O carnaval, assim como boa parte da cultura brasileira, é uma celebração com origens afro-brasileiras. No entanto, há um apagamento dessas raízes e dos corpos pretos quando essa celebração é mercantilizada. O carnaval de Belo Horizonte nasceu em 1897 sendo uma comemoração popular pela classe trabalhadora.[1] Durante muitos anos, o carnaval foi uma festa tímida em Belo Horizonte, sendo focado em desfile de escolas de samba, em sua maioria feito por e para pessoas da classe trabalhadora. Essas atividades não atraíam turistas, tampouco era motivo de grande comoção na cidade. Entretanto, no início dos anos 2010, isso mudou. Vários grupos político-culturais que se opunham ao então prefeito Márcio Lacerda por discordar das suas ideias conservadoras que agiam em detrimento à ocupação cultural em espaços públicos.

Esse movimento chamado de “novo” carnaval de rua em Belo Horizonte também começou tímido, um movimento horizontal nascido da efervescência político-cultural da cidade. Na última década, esse movimento cresceu exponencialmente e hoje atrai turistas e é um evento fiscalizado pelo Estado. Em 2023, eu presenciei o maior carnaval que a cidade já viu.[2] Fui extremamente bem recebida por um grupo de samba de roda chamado Samba da Meia Noite, eles abriram as portas dos seus ensaios e reuniões para que eu pudesse participar e observar suas práticas culturais além das apresentações. Eles estavam extremamente ocupados nessa data. Junto com o bloco AfrOdum, eles abriram a noite de blocos afro no carnaval de Belo Horizonte. Além disso, se apresentaram no carnaval oficial da prefeitura de Contagem (região metropolitana de Belo Horizonte) e, também com o AfrOdum, lançaram o bloco do Zé Pretinho.

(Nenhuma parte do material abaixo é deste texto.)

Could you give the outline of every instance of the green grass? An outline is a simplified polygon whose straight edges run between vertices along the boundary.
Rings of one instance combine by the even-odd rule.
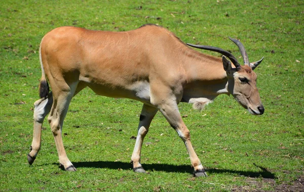
[[[217,2],[2,1],[0,190],[272,190],[303,178],[304,3]],[[142,153],[149,174],[137,174],[129,163],[135,143],[130,137],[137,134],[141,104],[85,89],[73,99],[63,129],[78,171],[58,167],[47,121],[42,150],[28,165],[44,35],[64,25],[125,31],[146,23],[168,28],[184,42],[222,47],[239,57],[228,36],[238,38],[250,61],[264,56],[255,71],[265,114],[250,115],[225,95],[202,113],[181,104],[193,145],[209,176],[194,178],[183,143],[158,113]]]

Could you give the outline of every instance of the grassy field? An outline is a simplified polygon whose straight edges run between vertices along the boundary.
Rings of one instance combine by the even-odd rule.
[[[0,191],[301,190],[304,184],[304,2],[302,1],[2,1],[0,6]],[[58,168],[47,121],[32,166],[33,104],[39,99],[39,44],[69,25],[126,31],[159,24],[182,41],[231,51],[240,39],[255,71],[265,109],[253,116],[220,95],[200,112],[180,112],[209,177],[192,176],[181,140],[158,113],[141,162],[130,163],[142,104],[85,89],[72,100],[63,142],[78,168]],[[219,56],[219,54],[207,52]],[[242,61],[240,59],[240,61]]]

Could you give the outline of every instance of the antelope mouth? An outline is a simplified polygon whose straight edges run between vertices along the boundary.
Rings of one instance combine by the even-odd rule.
[[[250,113],[250,114],[251,115],[261,115],[261,114],[260,113],[259,111],[256,111],[253,110],[252,109],[250,108],[250,107],[248,108],[248,111],[249,112],[249,113]]]

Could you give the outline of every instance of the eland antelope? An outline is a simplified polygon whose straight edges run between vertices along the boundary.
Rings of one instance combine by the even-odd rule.
[[[60,165],[65,170],[76,170],[63,147],[62,125],[72,98],[88,86],[99,95],[143,104],[131,158],[134,172],[145,172],[140,164],[142,142],[152,119],[160,111],[184,142],[194,175],[206,176],[180,116],[178,103],[191,103],[194,108],[202,109],[223,93],[233,95],[252,115],[264,112],[253,71],[263,58],[249,63],[243,44],[231,39],[238,46],[244,65],[221,49],[187,44],[223,56],[219,58],[195,51],[167,29],[154,25],[125,32],[74,27],[51,31],[42,39],[39,50],[41,99],[34,104],[29,163],[33,163],[40,150],[42,124],[50,113],[48,120]]]

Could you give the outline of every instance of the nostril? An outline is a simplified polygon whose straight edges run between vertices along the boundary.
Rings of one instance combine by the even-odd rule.
[[[259,111],[260,115],[262,115],[263,113],[264,113],[264,111],[265,111],[265,109],[263,106],[258,107],[257,109],[258,110],[258,111]]]

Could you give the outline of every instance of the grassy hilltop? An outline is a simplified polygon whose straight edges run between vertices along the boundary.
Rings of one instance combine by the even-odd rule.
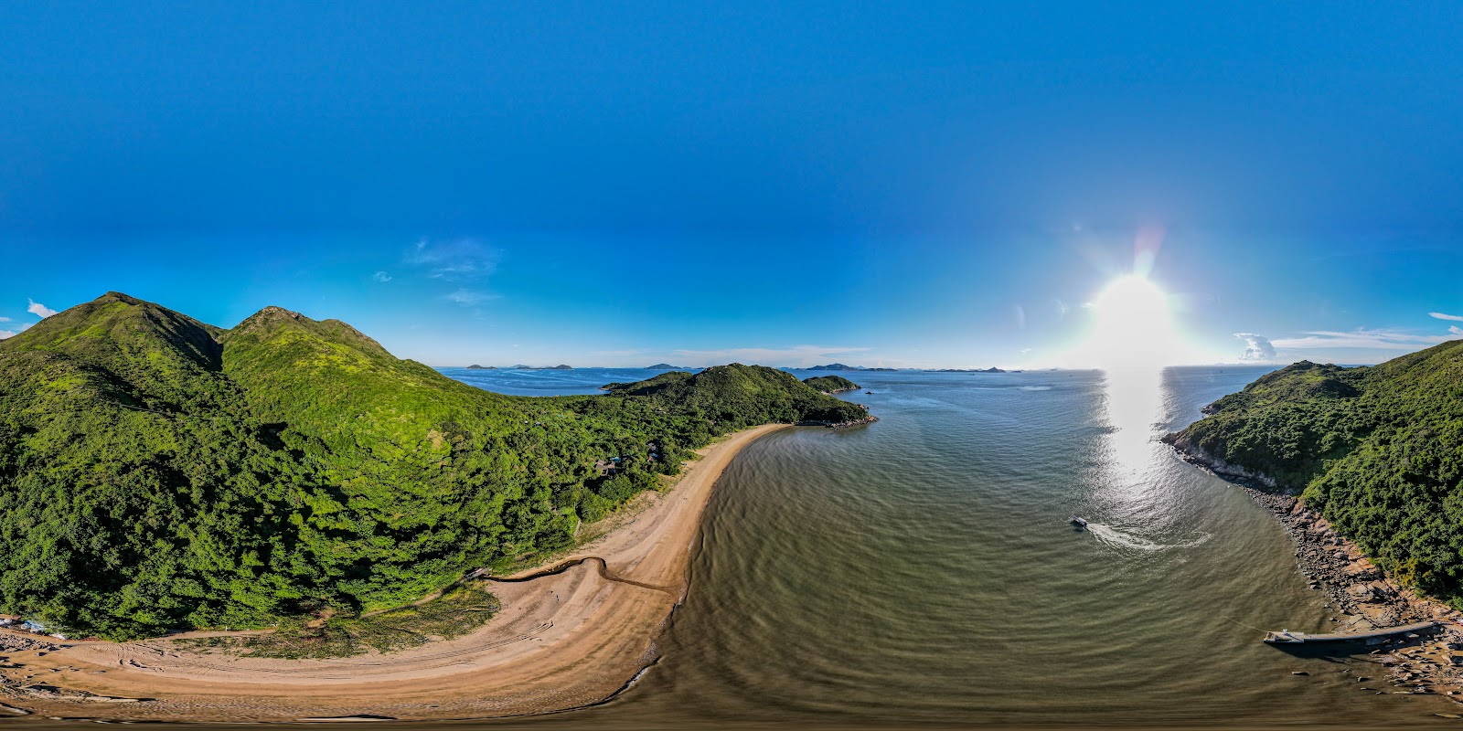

Ao acompanhar as atividades dos grupos e também tendo a oportunidade de tocar no bloco Tereza Beleza, liderado por homens negros, porém majoritariamente branco, eu consegui ouvir as pessoas que estão envolvidas na feitura dessa cultura. Em conversa com Jefferson Gomes, líder do Samba da Meia Noite, ela enfatiza como o processo de mercantilização do carnaval reforçou as desigualdades raciais na cidade. Segundo ele, os recursos financeiros são focados em blocos de pessoas brancas e de elite já que “o poder público quer ver quantidade, não qualidade.” Nesse processo, há um apagamento da cultura preta e dos corpos pretos numa celebração que partiu de nós. Para os detentores do som do carnaval, como aponta Jefferson, não há investimento de peso, sobram somente as migalhas. Para ele, o carnaval preto é uma ferramenta de divulgação da nossa identidade e da nossa diversidade, assim como das nossas matrizes.

Eu percebi que os ensaios do Samba na Meia Noite começavam muito tarde, por volta as 21 horas. Em conversa com Jefferson, ele traz uma perspectiva muito interessante: “Como você vai marcar vários ensaios na semana, trazer uma bateria de qualidade sendo que o cara acorda 5:30 da manhã, pega ônibus pra trabalhar, aí volta e tem que ensaiar?” Ele ainda compartilha que uma vez, presenciou um ensaio de um bloco de carnaval de pessoas brancas na praça da estação às 17 horas. E na rua, um ônibus cheio de trabalhadores, em sua maioria negros, voltando para casa depois de uma longa rotina de trabalho. A estrutura do carnaval de Belo Horizonte reforça a estrutura racista e classista que acontece em qualquer outro espaço da cidade e do país.

Ainda assim, os blocos pretos resistem e fazem, com muito sacrifício, uma celebração que vai além da alegria e entretenimento. Segundo Jefferson, essa prática cultural é feita por amor e honra aos nossos ancestrais e é importante que a resistência continue para que esse processo de higienização não escoe os corpos pretos ainda mais para a margem.

Essa experiência me fez conhecer a minha própria cultura por uma perspectiva que eu não havia experimentado antes. A condição de pesquisadora, mas também de participante e membro da comunidade é uma tarefa difícil, porém recompensadora. Essa experiência foi o meu primeiro contato com minha pesquisa de campo para a tese de doutorado e me ensinou a ser uma pesquisadora mais sensível e consciente.